Cripple Creek gets a sort of exotic Middle-Eastern feel to it, resembling some of the things that Rabih Abou-Khalil did so well back in the 1980s and ‘90s. Once again, Broder’s arranging skills are so acute and so original that the music is transformed. What a wonderful reading this is, with a sort of group improv in counterpoint just before Wendholt’s solo. The leader’s tenor sax solo is joyous and inventive, fitting into the structure beautifully. Just listen to Wilson on drums, producing varied backbeats through yet another polyphonic chorus before it suddenly starts to swing out like bluegrass Dixieland, two forms of music that do fit together, if you remember some of those old Jimmie Rodgers records from the late 1920s-early ‘30s, here taken to extremes that Rodgers could never have imagined.
Wayfaring Stranger is taken way down in tempo, beginning with an a cappella out-of-tempo chorus by pianist Frank Kimbrough with polytonal chording, under which Jay Anderson’s bowed bass plays ominously. Kate McGarry’s soft-grained voice sings the lyrics with Wendy Gilles later joining her in close harmony. The writing in this chart for the violin is positively haunting. From a jazz perspective, however, only Anderson’s solo leans in that direction.

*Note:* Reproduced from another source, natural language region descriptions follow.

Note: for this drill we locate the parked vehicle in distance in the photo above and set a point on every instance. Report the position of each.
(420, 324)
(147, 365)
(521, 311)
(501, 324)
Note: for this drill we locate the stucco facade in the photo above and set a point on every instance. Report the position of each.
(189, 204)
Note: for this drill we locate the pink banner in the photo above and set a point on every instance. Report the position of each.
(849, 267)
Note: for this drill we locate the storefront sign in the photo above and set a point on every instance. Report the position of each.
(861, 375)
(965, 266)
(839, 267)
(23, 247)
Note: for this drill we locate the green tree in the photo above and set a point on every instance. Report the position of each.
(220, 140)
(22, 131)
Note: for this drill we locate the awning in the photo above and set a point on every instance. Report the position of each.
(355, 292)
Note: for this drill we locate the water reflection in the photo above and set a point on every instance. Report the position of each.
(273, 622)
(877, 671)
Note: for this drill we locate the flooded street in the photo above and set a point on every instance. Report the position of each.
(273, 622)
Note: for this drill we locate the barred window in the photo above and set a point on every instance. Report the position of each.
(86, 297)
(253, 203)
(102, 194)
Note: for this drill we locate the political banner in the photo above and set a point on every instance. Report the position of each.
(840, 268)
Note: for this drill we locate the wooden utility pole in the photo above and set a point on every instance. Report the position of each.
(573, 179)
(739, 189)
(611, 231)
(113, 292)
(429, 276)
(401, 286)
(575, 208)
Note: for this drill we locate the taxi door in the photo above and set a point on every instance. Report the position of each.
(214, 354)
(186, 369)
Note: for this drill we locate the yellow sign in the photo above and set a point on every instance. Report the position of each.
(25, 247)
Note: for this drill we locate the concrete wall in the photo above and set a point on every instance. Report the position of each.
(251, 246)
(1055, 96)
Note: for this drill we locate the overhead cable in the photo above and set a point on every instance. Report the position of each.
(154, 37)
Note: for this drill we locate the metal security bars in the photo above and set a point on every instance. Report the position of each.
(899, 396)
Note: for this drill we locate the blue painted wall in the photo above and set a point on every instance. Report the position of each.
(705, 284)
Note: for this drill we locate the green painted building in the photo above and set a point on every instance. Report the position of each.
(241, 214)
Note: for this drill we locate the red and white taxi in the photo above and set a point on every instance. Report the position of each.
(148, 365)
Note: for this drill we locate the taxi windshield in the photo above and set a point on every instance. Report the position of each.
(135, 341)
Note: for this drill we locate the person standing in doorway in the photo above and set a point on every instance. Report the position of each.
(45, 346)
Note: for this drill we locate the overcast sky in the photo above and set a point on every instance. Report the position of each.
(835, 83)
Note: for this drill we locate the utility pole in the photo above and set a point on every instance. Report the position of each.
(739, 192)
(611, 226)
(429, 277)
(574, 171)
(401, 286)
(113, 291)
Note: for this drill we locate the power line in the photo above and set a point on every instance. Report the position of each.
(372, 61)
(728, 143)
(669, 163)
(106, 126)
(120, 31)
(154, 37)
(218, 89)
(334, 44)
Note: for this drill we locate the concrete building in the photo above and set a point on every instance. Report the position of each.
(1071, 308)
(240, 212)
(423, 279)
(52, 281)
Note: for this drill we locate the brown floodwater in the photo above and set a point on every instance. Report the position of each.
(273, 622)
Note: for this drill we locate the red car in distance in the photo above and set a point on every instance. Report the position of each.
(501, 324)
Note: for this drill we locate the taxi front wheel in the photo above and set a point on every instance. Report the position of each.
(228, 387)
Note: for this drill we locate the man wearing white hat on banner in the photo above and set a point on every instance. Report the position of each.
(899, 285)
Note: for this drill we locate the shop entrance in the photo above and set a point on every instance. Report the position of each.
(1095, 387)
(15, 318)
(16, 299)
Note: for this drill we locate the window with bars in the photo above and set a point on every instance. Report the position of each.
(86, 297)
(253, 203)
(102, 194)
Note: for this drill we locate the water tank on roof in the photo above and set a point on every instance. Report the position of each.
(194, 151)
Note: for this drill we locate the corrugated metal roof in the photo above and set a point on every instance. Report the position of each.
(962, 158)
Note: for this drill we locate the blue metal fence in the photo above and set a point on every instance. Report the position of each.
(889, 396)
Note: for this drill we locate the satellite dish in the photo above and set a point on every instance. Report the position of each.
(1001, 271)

I’m Not Afraid to Die, another original by Hazama, again dispenses at first with any allusion to folk music, played in a nice middle tempo with fine writing for the trombone underneath the trumpet lead. Kimbrough’s solo is rich in feeling as well as in his variants, while Wendholt switches to flugelhorn for a beautifully relaxed outing. Ryan Truesdell’s Brodeo begins uptempo in a hoedown sort of beat, again scored with a fine ear for texture before moving into a more relaxed pace. Here, Caswell’s violin is more in a jazz-classical sort of vein, followed by the leader’s ethereal alto and an nice, double-tempo polyphonic chorus over Wilson’s drums.
Alphonso Horne’s original The People Could Fly is based on the Bantu music of South Africa. This is, however, a very varied arrangement, shifting in tempo and beat, with Nick Finzer playing plunger trombone in the manner of Tricky Sam Nanton. Some chanting and hand-clapping liven up the latter portion of the piece. This is a real butt-kicker! Vuyo Sotashe and the two ladies contribute some neat vocal effects, too.
We end our journey with another piece by Broder, A Wiser Man Than Me, based on New Orleans dirge style and featuring a much looser arranging style. The slow beat in 3 put me in mind of some of those Southern gospel-jazz pieces that G.E. Smith and the Saturday Night Live band used to play as bumper music back in the late 1970s-early ‘80s. And the band here gives it the same kind of “koochy” feel, getting under the skin of the music as it rides nice and easy into the sunset.
This album is a wonderful find and strikingly original in addition to being appealing music.